On the afternoons of Tuesdays and Wednesdays, she hoped to help in some
house with the cleaning, or in some slattern's abode with the weekly
wash, for, as all know, there are some such sluts that the washing gets
put off from day to day, till Saturday finds it still cluttering the
washhouse instead of being brought in clean and sweet from the
gorse-bushes.
Then there were always odd things to be done, such as running errands,
at which she hoped to earn some pence here and there. The white riband
seemed no impossible fantasy to Loveday when she started on her quest.

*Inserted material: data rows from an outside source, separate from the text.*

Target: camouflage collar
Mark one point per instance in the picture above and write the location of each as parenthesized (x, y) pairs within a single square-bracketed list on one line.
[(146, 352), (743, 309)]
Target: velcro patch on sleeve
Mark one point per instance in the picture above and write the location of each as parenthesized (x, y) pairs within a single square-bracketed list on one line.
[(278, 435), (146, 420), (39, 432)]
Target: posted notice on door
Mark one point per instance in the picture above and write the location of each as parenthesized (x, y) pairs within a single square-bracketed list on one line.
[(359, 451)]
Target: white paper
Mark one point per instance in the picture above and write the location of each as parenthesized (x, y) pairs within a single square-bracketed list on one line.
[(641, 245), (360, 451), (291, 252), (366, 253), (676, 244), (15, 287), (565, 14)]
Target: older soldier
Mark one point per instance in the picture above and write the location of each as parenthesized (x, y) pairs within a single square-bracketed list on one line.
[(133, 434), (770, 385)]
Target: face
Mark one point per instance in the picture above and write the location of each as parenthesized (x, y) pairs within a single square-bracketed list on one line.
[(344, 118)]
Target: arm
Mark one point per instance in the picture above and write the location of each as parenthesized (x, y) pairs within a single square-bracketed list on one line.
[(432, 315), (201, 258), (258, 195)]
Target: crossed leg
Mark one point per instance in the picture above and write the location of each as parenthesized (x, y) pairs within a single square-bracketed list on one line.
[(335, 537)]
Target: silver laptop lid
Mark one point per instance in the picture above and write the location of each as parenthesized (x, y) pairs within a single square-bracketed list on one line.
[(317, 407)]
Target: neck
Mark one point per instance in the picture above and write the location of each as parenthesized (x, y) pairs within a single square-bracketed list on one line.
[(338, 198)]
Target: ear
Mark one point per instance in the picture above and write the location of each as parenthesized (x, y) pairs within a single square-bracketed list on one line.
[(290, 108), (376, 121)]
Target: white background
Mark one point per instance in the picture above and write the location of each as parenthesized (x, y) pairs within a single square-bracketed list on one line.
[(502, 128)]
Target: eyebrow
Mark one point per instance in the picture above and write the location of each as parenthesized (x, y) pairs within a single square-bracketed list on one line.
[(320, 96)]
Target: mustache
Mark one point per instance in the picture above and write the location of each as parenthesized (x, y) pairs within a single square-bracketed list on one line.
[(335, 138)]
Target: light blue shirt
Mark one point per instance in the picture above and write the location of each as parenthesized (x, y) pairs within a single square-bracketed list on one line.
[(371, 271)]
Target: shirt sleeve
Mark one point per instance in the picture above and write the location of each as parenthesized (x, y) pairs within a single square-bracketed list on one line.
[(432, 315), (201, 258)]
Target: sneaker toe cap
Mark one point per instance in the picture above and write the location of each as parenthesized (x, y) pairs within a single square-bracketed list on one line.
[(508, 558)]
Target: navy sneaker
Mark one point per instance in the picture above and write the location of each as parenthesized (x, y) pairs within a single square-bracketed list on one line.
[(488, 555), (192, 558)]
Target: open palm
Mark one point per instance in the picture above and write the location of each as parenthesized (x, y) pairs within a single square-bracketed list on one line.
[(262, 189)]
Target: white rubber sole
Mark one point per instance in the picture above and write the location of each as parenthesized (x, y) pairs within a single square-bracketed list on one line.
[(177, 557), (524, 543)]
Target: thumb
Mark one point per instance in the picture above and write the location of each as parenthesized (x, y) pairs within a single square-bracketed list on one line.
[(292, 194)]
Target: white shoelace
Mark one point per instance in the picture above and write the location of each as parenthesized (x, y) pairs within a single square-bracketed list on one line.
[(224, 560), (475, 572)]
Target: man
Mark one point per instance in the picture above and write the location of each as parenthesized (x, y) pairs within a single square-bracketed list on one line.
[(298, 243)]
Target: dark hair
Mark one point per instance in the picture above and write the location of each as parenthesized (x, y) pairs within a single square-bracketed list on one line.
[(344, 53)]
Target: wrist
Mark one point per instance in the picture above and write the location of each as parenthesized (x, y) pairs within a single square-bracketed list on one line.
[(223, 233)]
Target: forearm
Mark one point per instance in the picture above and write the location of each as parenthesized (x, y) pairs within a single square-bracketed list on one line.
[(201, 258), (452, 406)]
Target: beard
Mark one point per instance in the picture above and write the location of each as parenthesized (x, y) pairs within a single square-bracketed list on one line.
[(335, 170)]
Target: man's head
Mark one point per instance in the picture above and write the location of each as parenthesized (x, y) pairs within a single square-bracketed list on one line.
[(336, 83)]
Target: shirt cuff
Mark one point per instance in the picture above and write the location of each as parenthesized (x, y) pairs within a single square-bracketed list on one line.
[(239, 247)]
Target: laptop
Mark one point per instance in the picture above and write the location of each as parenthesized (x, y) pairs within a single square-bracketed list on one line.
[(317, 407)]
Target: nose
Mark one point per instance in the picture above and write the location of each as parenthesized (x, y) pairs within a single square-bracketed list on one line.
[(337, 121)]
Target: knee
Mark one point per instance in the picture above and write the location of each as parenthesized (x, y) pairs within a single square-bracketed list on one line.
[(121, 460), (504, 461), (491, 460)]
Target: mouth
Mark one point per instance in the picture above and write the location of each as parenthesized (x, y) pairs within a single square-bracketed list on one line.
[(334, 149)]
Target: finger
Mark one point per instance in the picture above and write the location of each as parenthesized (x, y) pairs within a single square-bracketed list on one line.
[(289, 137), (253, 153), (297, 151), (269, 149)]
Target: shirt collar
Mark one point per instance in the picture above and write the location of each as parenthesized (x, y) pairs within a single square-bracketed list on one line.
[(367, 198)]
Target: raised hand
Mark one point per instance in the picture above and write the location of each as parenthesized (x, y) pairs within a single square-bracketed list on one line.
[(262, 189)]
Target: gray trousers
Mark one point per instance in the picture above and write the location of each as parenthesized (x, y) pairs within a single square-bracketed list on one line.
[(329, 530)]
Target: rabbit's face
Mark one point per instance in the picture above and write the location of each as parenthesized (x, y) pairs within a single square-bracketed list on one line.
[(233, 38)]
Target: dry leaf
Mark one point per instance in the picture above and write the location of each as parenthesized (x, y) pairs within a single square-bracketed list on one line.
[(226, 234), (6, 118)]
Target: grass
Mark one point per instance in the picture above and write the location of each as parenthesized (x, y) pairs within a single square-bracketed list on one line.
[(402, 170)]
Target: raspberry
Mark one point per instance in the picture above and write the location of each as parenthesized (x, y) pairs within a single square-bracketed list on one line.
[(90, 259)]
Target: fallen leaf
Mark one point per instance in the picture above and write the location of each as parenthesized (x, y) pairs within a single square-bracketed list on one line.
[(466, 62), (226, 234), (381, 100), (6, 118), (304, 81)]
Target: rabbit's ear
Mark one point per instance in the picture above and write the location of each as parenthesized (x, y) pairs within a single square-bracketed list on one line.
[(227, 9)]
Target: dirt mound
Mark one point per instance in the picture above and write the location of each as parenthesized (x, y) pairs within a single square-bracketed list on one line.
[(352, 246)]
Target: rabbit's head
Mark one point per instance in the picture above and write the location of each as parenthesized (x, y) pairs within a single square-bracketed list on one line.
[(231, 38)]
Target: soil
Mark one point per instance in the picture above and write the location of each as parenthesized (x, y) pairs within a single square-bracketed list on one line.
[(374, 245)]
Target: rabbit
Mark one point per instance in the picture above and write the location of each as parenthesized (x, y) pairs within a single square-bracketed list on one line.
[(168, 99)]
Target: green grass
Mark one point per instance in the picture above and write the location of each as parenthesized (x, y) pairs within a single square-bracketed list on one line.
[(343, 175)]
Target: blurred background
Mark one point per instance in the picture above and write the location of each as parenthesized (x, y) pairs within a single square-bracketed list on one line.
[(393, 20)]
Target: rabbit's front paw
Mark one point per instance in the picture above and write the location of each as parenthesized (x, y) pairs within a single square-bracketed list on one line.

She went first to visit old Mrs. Lear, at Upper Farm, for no one had
shown such a kindly front to the girl in all the village as she. Loveday
started out for the milk half-an-hour earlier than was her wont so that
she might have time to discuss her hopes with the farmer's wife, and
this time she did not meet young Mrs. Lear or her friend Cherry on the
way. But she did come upon both Mrs. Lears in the big kitchen, the
younger seated in the armchair in front of the fire and the elder
anxiously regarding her. Primrose had been fretful ever since hearing
from her mother-in-law of Miss Le Pettit's visit of the day before,
and of the unaccountable interest the heiress had shown in that faggot
of a Loveday, and by now her fretfulness had assumed the size of an
indisposition. In vain did Mrs. Lear try and cosset and comfort her with
potions both hot and cool; Primrose knew well that beneath the kindness
of the farmer's wife lurked the feeling that it was not for one in her
station to indulge in such vapours as might well befit the gentry, and
that she would be cured sooner by taking a broom to the best carpet than
by sitting and keeping the fire warm.